Organizers hope the competition will help retain the value of pastry craftsmanship in the country.
The national competition is currently in its fourth year and challenges young chefs to create croissants in a traditional way. The competitors must take the heat or get out of the kitchen as taste, texture and appearance are put to the test. Yann Tabourel is a member of the jury and the top chef who has won the right to wear the French-flag-collared chef shirt. He believes that the competition is a way of preventing the culinary craft from landing on a factory conveyor belt.
Yann Tabourel, master French pastry craftsman, said, "I think this type of competition is important to preserve traditional methods in terms of French pastry. It's important that artisans continue to create their own baked goods, and it's 'very' important to avoid baking from sliding towards industrialized methods, which could unfortunately harm bakeries."
One key ingredient of croissant making is the Isigny butter, a butter renowned for its taste and softness. This softness however requires the dough to be chilled at 22 degrees below freezing before it can be molded into the iconic croissant shape.

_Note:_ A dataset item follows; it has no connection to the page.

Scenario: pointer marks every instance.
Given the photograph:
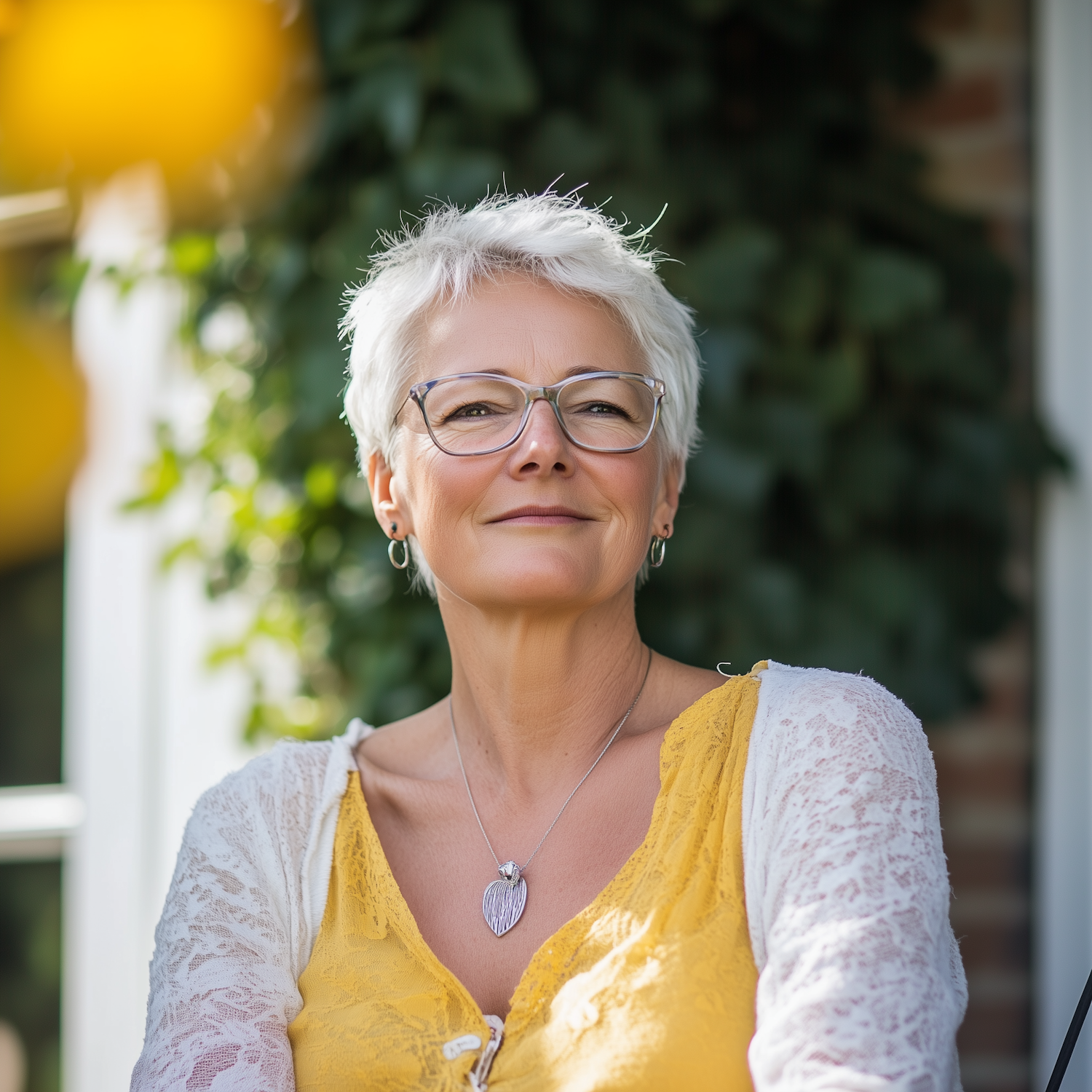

Alain Marie, president of Bakers' Teaching Association, said, "Craftsmanship should be valued, and this competition is a way of reminding young apprentices to enjoy the craft. By creating a product, they will please both themselves and their clients. I think that's more important than becoming France's best pastry chef."
Pastry chefs are increasingly endangered by the growing consumption of factory produced pastries. The traditional process, which takes more than five hours to complete is meticulous and challenges even the best pastry chef. In the end however, the croissants baked by an eighteen year old girl from the West of France were the ones that rose to the challenge.